From 1901, Dohrn was conductor in Breslau of the Schlesisches Landesorchester, the Breslauer Orchester-Verein and the Sing-Akademie. He received the title professor in 1910. During his time in Breslau, he collaborated with Ferruccio Busoni, Wilhelm Kempff, Siegfried Schultze, Artur Schnabel, Wilhelm Backhaus, Rudolf Serkin, Eduard Erdmann, Adolf Busch, Fritz Kreisler, Bronisław Huberman, Eugen d’Albert, Ilona Durigo and Maria Ivogün, among others, giving guest concerts in Warsaw, Frankfurt, Turin and Leipzig. He arranged festivals devoted to Bach and Reger.

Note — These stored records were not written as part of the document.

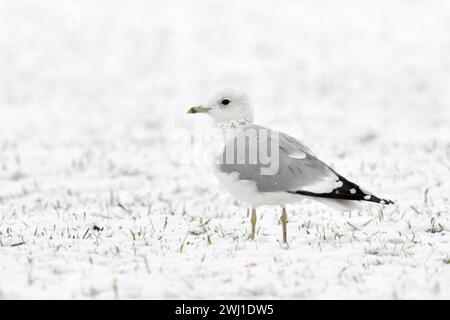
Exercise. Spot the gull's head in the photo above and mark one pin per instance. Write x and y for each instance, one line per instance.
(230, 104)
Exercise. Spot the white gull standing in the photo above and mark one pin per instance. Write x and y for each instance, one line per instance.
(261, 166)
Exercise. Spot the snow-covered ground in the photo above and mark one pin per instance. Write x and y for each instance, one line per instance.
(99, 197)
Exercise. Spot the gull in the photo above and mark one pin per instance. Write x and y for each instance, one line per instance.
(261, 166)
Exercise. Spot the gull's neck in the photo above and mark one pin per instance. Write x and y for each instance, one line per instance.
(234, 124)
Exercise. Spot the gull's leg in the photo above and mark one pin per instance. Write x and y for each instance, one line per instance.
(283, 220)
(253, 221)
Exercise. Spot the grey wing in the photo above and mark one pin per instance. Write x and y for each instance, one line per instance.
(296, 168)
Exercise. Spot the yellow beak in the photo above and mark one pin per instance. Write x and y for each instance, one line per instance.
(198, 109)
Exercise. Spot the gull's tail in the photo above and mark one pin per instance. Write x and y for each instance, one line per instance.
(348, 191)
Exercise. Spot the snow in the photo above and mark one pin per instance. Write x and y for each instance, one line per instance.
(98, 194)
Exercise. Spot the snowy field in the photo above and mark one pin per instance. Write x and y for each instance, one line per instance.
(99, 197)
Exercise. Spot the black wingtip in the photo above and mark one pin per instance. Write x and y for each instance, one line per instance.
(348, 191)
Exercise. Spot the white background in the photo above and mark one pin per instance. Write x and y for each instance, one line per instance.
(93, 96)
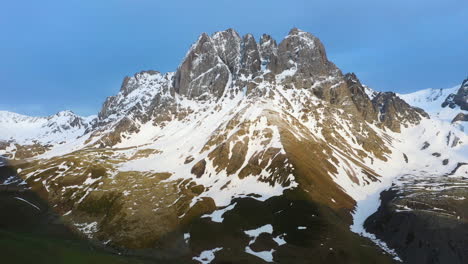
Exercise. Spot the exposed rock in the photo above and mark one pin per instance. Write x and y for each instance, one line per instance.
(393, 111)
(228, 45)
(460, 117)
(303, 52)
(424, 224)
(250, 57)
(360, 98)
(458, 99)
(268, 49)
(203, 74)
(199, 168)
(425, 145)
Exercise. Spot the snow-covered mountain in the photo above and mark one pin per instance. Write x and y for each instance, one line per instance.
(54, 129)
(444, 104)
(248, 153)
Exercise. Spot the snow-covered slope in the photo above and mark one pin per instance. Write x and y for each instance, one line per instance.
(431, 101)
(61, 127)
(237, 122)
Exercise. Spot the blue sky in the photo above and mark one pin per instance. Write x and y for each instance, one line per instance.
(72, 54)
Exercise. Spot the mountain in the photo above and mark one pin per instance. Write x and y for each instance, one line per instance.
(445, 104)
(248, 153)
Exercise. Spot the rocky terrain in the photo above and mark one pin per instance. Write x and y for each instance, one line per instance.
(248, 153)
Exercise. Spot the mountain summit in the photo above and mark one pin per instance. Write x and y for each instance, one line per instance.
(248, 153)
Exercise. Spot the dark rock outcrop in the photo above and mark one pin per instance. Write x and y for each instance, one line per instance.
(393, 111)
(460, 117)
(268, 49)
(202, 73)
(458, 99)
(250, 56)
(424, 224)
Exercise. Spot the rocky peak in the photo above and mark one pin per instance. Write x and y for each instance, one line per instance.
(202, 72)
(250, 55)
(228, 45)
(137, 93)
(303, 52)
(393, 111)
(131, 83)
(460, 98)
(360, 97)
(268, 48)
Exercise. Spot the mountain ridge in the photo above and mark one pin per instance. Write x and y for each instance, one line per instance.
(239, 123)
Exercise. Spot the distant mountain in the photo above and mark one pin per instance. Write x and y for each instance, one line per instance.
(248, 153)
(445, 104)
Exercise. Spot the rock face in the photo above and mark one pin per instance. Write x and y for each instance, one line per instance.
(268, 49)
(392, 110)
(304, 53)
(202, 74)
(458, 99)
(360, 98)
(424, 224)
(250, 57)
(460, 117)
(241, 137)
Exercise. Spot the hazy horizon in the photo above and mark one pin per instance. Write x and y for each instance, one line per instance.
(72, 55)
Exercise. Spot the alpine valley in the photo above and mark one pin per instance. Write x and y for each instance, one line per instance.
(251, 152)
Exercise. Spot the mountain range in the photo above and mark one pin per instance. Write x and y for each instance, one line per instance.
(254, 152)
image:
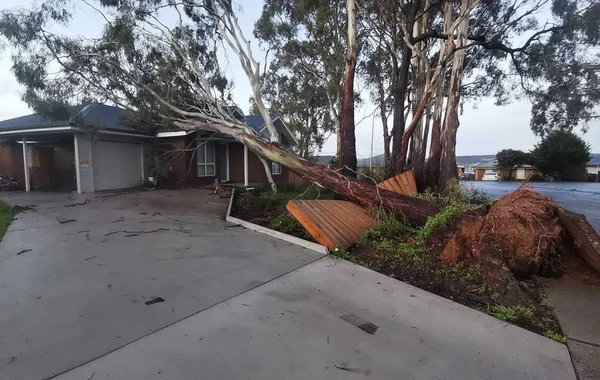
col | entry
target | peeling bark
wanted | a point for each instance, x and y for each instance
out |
(448, 169)
(414, 210)
(346, 134)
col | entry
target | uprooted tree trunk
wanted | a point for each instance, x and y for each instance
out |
(584, 238)
(346, 150)
(414, 210)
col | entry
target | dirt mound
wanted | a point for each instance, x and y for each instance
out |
(521, 232)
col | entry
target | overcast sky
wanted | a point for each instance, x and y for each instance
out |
(484, 129)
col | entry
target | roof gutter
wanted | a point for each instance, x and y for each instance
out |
(287, 129)
(125, 134)
(175, 134)
(36, 130)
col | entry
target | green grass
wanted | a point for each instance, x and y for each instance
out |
(441, 219)
(511, 313)
(560, 338)
(5, 218)
(266, 199)
(343, 254)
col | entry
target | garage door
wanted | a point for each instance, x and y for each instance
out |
(116, 165)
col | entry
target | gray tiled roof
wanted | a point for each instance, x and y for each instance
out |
(108, 117)
(595, 161)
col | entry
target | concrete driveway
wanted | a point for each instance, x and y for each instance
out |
(237, 305)
(80, 292)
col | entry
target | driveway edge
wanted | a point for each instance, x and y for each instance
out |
(276, 234)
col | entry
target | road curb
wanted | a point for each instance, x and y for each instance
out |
(276, 234)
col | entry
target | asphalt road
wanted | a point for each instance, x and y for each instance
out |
(580, 197)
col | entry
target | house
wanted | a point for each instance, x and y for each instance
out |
(468, 163)
(68, 155)
(206, 156)
(521, 173)
(592, 168)
(94, 150)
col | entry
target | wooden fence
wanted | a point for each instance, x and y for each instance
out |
(296, 180)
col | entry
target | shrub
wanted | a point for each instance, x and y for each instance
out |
(6, 215)
(387, 226)
(289, 225)
(441, 219)
(560, 338)
(456, 194)
(511, 313)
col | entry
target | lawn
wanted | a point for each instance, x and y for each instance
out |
(412, 255)
(5, 218)
(267, 209)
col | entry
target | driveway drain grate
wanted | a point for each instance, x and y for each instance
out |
(155, 300)
(362, 324)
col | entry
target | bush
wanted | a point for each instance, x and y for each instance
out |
(441, 219)
(512, 313)
(6, 215)
(456, 194)
(287, 224)
(562, 154)
(387, 226)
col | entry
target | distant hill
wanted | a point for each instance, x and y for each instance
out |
(464, 161)
(322, 160)
(460, 160)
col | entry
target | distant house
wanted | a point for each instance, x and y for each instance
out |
(468, 163)
(327, 160)
(521, 173)
(207, 156)
(62, 155)
(592, 168)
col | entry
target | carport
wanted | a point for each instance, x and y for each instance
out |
(90, 151)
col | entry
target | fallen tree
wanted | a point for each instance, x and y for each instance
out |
(524, 234)
(414, 211)
(582, 235)
(168, 75)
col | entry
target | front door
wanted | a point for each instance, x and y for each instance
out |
(223, 162)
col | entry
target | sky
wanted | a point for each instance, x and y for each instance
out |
(484, 127)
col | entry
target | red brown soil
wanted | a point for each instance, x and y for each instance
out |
(521, 232)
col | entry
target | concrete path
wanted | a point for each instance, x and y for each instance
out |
(292, 328)
(577, 308)
(80, 292)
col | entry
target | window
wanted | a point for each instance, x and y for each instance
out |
(275, 168)
(206, 159)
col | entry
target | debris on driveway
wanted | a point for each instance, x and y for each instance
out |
(137, 232)
(18, 209)
(78, 204)
(64, 221)
(155, 300)
(361, 323)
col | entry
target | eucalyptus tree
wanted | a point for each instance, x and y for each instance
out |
(127, 65)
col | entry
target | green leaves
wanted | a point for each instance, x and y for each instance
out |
(510, 159)
(562, 153)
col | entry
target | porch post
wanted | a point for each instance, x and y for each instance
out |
(245, 165)
(77, 169)
(25, 166)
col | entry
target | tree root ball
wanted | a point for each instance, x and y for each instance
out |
(521, 232)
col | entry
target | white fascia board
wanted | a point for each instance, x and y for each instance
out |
(125, 134)
(36, 130)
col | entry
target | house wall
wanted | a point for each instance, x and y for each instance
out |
(6, 162)
(64, 167)
(41, 172)
(11, 163)
(256, 171)
(84, 162)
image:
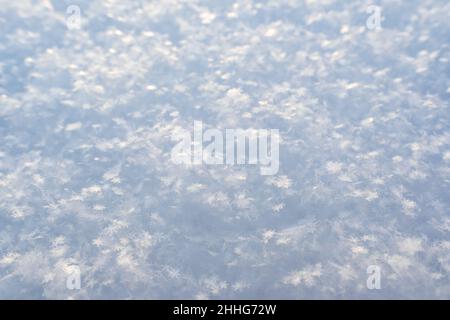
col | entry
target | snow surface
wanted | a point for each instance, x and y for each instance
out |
(86, 118)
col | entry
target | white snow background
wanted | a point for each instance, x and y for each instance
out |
(86, 117)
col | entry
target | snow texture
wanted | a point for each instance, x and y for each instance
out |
(87, 114)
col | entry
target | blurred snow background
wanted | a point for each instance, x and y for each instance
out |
(86, 179)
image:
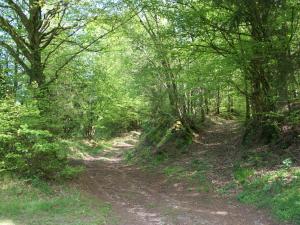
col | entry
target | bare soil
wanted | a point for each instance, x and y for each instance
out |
(139, 197)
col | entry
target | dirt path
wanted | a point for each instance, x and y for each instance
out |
(141, 198)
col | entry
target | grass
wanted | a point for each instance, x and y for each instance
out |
(79, 148)
(277, 190)
(38, 203)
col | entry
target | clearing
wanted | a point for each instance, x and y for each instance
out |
(142, 197)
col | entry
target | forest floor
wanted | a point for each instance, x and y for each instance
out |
(141, 196)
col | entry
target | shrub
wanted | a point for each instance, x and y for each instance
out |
(24, 148)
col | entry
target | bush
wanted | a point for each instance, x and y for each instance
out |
(24, 148)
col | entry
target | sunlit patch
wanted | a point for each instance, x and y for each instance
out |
(7, 222)
(222, 213)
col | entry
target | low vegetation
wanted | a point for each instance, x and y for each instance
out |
(74, 74)
(35, 202)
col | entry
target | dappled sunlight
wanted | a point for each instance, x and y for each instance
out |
(7, 222)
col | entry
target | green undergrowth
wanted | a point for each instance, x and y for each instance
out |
(277, 190)
(79, 148)
(36, 202)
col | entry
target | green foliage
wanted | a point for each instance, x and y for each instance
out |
(242, 174)
(24, 148)
(278, 190)
(36, 203)
(168, 138)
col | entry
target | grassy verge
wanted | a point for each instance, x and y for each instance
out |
(81, 148)
(38, 203)
(277, 190)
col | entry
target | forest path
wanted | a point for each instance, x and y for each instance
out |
(143, 198)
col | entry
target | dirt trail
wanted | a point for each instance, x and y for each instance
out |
(143, 198)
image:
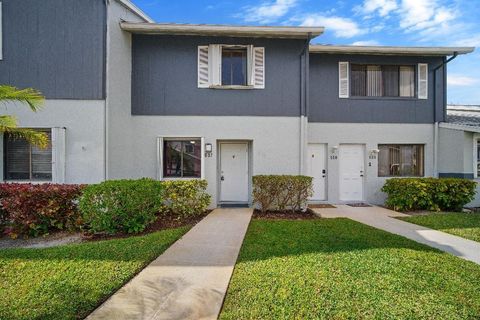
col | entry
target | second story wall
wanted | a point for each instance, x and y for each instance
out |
(326, 106)
(164, 80)
(56, 46)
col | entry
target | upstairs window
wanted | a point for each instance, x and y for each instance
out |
(26, 162)
(234, 67)
(401, 160)
(382, 81)
(231, 66)
(364, 80)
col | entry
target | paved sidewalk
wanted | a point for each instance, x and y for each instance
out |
(190, 279)
(383, 219)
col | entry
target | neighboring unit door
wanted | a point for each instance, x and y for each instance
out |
(317, 169)
(233, 172)
(352, 170)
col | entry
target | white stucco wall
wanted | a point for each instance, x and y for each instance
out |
(335, 134)
(83, 120)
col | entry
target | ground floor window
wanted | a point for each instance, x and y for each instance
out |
(478, 158)
(23, 161)
(182, 158)
(401, 160)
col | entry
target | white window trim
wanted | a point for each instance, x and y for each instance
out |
(1, 32)
(161, 139)
(215, 67)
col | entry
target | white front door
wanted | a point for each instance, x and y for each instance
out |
(352, 170)
(317, 169)
(233, 172)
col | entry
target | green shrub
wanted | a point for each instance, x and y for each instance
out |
(184, 198)
(127, 206)
(279, 192)
(446, 194)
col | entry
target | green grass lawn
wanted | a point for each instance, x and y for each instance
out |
(466, 225)
(68, 282)
(341, 269)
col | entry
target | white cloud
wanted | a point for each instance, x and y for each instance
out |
(459, 80)
(426, 16)
(366, 43)
(268, 11)
(341, 27)
(382, 7)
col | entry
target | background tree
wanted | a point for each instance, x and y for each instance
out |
(9, 124)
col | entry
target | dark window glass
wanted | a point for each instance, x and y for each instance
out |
(234, 67)
(26, 162)
(401, 160)
(182, 158)
(382, 81)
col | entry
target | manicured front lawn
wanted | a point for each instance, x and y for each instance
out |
(68, 282)
(466, 225)
(341, 269)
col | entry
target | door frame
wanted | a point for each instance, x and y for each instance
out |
(325, 145)
(364, 178)
(249, 144)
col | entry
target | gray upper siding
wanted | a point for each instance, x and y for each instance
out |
(56, 46)
(326, 106)
(164, 79)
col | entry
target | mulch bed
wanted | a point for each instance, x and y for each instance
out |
(284, 215)
(162, 223)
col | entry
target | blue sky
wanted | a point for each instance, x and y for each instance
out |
(367, 22)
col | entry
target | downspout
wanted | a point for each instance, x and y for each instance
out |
(435, 132)
(106, 90)
(304, 63)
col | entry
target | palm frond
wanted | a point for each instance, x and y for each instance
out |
(33, 98)
(34, 137)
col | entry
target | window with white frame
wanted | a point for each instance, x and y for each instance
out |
(182, 158)
(368, 80)
(401, 160)
(24, 161)
(231, 66)
(478, 158)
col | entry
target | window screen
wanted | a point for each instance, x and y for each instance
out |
(382, 80)
(401, 160)
(26, 162)
(234, 67)
(182, 158)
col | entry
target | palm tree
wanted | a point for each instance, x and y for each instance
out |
(8, 123)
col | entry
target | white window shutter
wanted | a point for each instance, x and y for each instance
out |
(58, 155)
(203, 67)
(343, 80)
(422, 81)
(215, 63)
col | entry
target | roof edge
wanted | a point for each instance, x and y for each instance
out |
(132, 7)
(222, 30)
(455, 126)
(390, 50)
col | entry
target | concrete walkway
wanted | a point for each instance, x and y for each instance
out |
(190, 279)
(383, 219)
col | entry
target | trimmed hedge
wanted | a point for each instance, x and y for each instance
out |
(281, 192)
(36, 209)
(444, 194)
(185, 198)
(127, 206)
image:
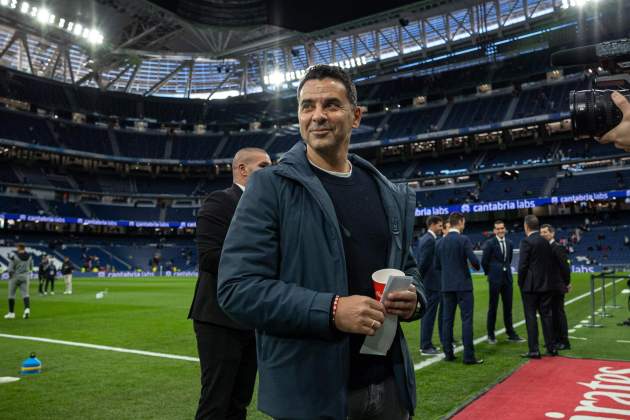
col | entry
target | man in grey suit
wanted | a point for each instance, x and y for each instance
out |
(536, 282)
(496, 262)
(425, 256)
(227, 349)
(453, 254)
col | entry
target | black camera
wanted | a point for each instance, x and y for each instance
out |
(593, 113)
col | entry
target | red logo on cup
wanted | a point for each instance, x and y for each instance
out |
(380, 279)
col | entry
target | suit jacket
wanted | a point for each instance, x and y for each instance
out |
(454, 252)
(494, 266)
(425, 256)
(213, 221)
(535, 264)
(561, 268)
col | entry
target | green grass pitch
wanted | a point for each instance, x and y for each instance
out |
(150, 315)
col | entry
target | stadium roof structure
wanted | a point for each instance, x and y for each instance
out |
(216, 48)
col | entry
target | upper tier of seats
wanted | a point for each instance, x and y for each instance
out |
(406, 122)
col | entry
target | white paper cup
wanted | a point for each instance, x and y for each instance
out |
(380, 278)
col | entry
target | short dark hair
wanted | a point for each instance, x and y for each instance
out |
(532, 222)
(324, 71)
(434, 220)
(548, 227)
(456, 217)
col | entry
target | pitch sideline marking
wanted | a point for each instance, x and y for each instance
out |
(417, 366)
(99, 347)
(478, 340)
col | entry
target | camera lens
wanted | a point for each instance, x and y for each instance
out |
(593, 113)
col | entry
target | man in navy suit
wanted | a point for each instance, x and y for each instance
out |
(425, 256)
(227, 349)
(536, 282)
(561, 271)
(453, 254)
(496, 262)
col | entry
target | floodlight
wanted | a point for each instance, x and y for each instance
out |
(276, 78)
(43, 15)
(78, 29)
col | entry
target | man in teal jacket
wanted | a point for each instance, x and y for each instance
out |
(297, 264)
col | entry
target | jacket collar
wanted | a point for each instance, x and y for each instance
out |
(294, 165)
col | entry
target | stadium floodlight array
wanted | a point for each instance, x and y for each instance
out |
(45, 17)
(577, 3)
(277, 78)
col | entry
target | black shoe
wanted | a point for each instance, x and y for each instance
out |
(473, 362)
(531, 355)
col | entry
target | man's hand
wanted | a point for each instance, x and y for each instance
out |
(402, 303)
(359, 315)
(620, 135)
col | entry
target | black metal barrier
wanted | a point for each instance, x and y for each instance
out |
(604, 276)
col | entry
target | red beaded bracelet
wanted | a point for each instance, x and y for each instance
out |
(335, 303)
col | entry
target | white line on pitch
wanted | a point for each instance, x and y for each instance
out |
(458, 349)
(99, 347)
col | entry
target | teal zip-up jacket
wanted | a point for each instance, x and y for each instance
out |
(282, 263)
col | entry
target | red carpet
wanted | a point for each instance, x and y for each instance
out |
(557, 388)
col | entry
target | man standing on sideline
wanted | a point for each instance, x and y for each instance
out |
(425, 256)
(297, 265)
(227, 349)
(41, 273)
(454, 252)
(497, 265)
(20, 268)
(561, 272)
(50, 273)
(66, 271)
(534, 280)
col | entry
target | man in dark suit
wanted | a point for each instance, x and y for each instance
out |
(561, 272)
(425, 256)
(227, 350)
(536, 284)
(496, 262)
(453, 253)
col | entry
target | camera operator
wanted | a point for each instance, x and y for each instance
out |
(620, 135)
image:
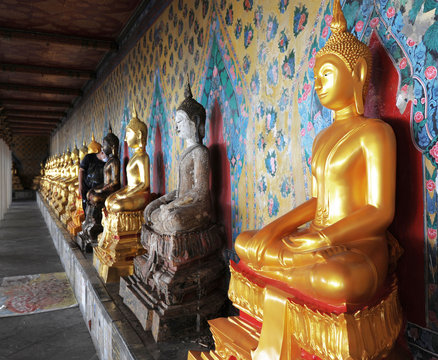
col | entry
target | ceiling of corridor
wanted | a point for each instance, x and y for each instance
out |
(50, 53)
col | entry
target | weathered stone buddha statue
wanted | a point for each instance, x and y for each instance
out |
(58, 184)
(96, 196)
(91, 170)
(123, 215)
(325, 290)
(188, 207)
(183, 266)
(74, 225)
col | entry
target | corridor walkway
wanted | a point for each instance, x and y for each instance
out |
(26, 248)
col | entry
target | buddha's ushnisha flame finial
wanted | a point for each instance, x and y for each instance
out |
(188, 90)
(338, 24)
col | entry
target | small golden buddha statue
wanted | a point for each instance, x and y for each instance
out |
(123, 214)
(324, 288)
(134, 196)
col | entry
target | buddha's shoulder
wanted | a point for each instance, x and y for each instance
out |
(199, 150)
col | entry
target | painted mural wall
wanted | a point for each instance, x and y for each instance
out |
(250, 63)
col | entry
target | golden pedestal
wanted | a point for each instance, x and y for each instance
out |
(118, 245)
(75, 224)
(310, 330)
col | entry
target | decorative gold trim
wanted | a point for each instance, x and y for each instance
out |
(367, 334)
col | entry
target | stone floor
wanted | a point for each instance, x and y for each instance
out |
(26, 248)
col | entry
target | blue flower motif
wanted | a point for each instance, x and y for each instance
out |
(263, 51)
(238, 29)
(272, 27)
(271, 162)
(271, 118)
(272, 73)
(285, 188)
(246, 64)
(282, 5)
(255, 83)
(273, 205)
(283, 102)
(283, 42)
(258, 16)
(261, 185)
(280, 142)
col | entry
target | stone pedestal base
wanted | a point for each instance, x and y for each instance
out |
(118, 245)
(308, 332)
(178, 284)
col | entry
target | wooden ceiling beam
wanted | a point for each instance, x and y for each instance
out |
(45, 70)
(40, 89)
(33, 113)
(31, 119)
(27, 131)
(19, 102)
(83, 42)
(31, 127)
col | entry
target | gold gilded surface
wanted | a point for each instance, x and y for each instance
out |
(118, 245)
(366, 334)
(134, 196)
(342, 257)
(120, 241)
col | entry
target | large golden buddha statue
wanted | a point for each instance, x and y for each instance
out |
(325, 290)
(123, 215)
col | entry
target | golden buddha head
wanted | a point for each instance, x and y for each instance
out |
(94, 147)
(75, 154)
(194, 111)
(136, 131)
(343, 67)
(83, 151)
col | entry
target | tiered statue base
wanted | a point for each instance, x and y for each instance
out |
(118, 245)
(91, 227)
(300, 328)
(179, 282)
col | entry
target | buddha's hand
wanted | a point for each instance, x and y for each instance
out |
(307, 242)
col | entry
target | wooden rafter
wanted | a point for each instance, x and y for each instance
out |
(18, 102)
(33, 113)
(84, 42)
(31, 119)
(46, 70)
(40, 89)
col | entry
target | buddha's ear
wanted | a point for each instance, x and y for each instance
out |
(359, 76)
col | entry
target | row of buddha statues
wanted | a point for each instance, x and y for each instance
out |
(317, 283)
(166, 251)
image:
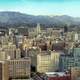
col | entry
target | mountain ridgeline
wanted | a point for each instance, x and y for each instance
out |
(16, 19)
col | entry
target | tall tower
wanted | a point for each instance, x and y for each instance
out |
(38, 29)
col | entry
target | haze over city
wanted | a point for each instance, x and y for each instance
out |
(42, 7)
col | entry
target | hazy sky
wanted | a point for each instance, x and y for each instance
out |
(42, 7)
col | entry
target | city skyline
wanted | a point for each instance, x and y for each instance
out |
(42, 7)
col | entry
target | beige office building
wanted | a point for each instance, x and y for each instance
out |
(48, 61)
(19, 68)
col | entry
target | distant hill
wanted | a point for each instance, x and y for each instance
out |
(18, 19)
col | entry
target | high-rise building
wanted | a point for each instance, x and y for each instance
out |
(4, 70)
(19, 68)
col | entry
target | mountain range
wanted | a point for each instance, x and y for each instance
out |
(18, 19)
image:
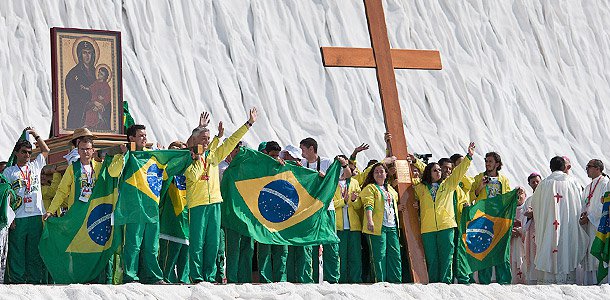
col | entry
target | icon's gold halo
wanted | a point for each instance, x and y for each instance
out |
(97, 70)
(96, 48)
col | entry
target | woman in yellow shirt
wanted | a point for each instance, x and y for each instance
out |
(381, 225)
(437, 216)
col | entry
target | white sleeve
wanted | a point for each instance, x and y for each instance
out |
(39, 163)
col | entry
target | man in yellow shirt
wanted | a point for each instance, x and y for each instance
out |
(79, 179)
(141, 240)
(489, 184)
(203, 199)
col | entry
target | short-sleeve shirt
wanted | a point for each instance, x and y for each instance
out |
(494, 187)
(23, 178)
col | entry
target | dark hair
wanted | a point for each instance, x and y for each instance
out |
(455, 157)
(343, 156)
(272, 146)
(131, 131)
(558, 163)
(496, 157)
(22, 144)
(371, 162)
(532, 176)
(598, 164)
(310, 142)
(370, 176)
(85, 139)
(105, 71)
(445, 160)
(427, 176)
(85, 45)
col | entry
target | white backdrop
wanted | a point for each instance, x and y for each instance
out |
(527, 78)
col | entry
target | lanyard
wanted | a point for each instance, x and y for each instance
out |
(90, 175)
(27, 177)
(591, 192)
(317, 164)
(386, 195)
(203, 159)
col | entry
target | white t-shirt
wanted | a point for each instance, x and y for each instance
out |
(32, 204)
(344, 189)
(324, 163)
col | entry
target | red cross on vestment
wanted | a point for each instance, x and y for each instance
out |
(558, 197)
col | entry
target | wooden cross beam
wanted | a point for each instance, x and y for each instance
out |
(385, 60)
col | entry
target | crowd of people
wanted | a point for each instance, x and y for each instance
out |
(551, 237)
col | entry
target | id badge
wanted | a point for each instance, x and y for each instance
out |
(29, 205)
(85, 194)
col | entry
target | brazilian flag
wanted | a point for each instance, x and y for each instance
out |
(145, 180)
(485, 231)
(275, 204)
(173, 213)
(601, 245)
(77, 246)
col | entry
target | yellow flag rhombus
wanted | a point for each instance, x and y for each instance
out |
(278, 202)
(95, 235)
(483, 233)
(148, 177)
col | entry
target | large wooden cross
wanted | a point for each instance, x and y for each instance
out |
(385, 60)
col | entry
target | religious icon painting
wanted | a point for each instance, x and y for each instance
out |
(87, 81)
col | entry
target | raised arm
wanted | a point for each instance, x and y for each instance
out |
(458, 173)
(220, 153)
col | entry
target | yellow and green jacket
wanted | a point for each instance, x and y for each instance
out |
(373, 200)
(66, 189)
(460, 198)
(483, 194)
(439, 214)
(466, 183)
(360, 177)
(354, 208)
(206, 192)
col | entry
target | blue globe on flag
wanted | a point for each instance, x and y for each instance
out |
(604, 222)
(479, 234)
(278, 201)
(98, 224)
(154, 176)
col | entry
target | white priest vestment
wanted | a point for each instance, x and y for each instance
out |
(561, 243)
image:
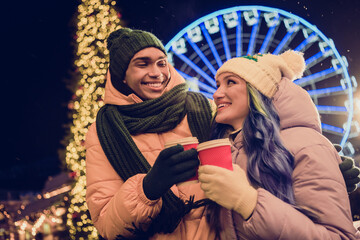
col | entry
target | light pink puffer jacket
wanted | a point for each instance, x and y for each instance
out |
(317, 181)
(114, 204)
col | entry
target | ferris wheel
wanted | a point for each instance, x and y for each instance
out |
(199, 49)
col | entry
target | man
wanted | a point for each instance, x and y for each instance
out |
(147, 104)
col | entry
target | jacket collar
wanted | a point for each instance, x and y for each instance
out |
(295, 107)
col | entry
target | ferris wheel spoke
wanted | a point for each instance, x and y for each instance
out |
(316, 77)
(287, 37)
(201, 55)
(224, 38)
(201, 85)
(202, 47)
(325, 91)
(272, 20)
(310, 39)
(318, 57)
(195, 67)
(211, 44)
(254, 22)
(239, 36)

Dohrn conducted the premiere of Max Reger's choral symphony Der 100. Psalm, simultaneously with a performance in Chemnitz conducted by the composer, on 23 February 1910. He conducted Mahler's Eighth Symphony in 1913, shortly after its premiere, and Tchaikovsky's First Piano Concerto with Vladimir Horowitz as the soloist in 1926.

Dohrn married in 1904 Hedwig Commichau (1871–1968), a pianist from a wealthy merchant's family. The couple had two children, Klaus Dohrn, who became a banker, and Barbara (1908–1998). Georg Dohrn was a close friend of Brahms, Mahler, Max Reger, Anton Bruckner and Hans Pfitzner. He was an uncle of Wilhelm Furtwängler, whom he supported musically at the beginning of his career.

In 1936, Dohrn retired because of Parkinson's disease and lived at Seeshaupt on Lake Starnberg for the last years. He died in Munich.

== Literature ==
- Klaus Dohrn: Von Bürgern und Weltbürgern. Verlag Günther Neske, Pfullingen 1983, ISBN 3-7885-0255-X.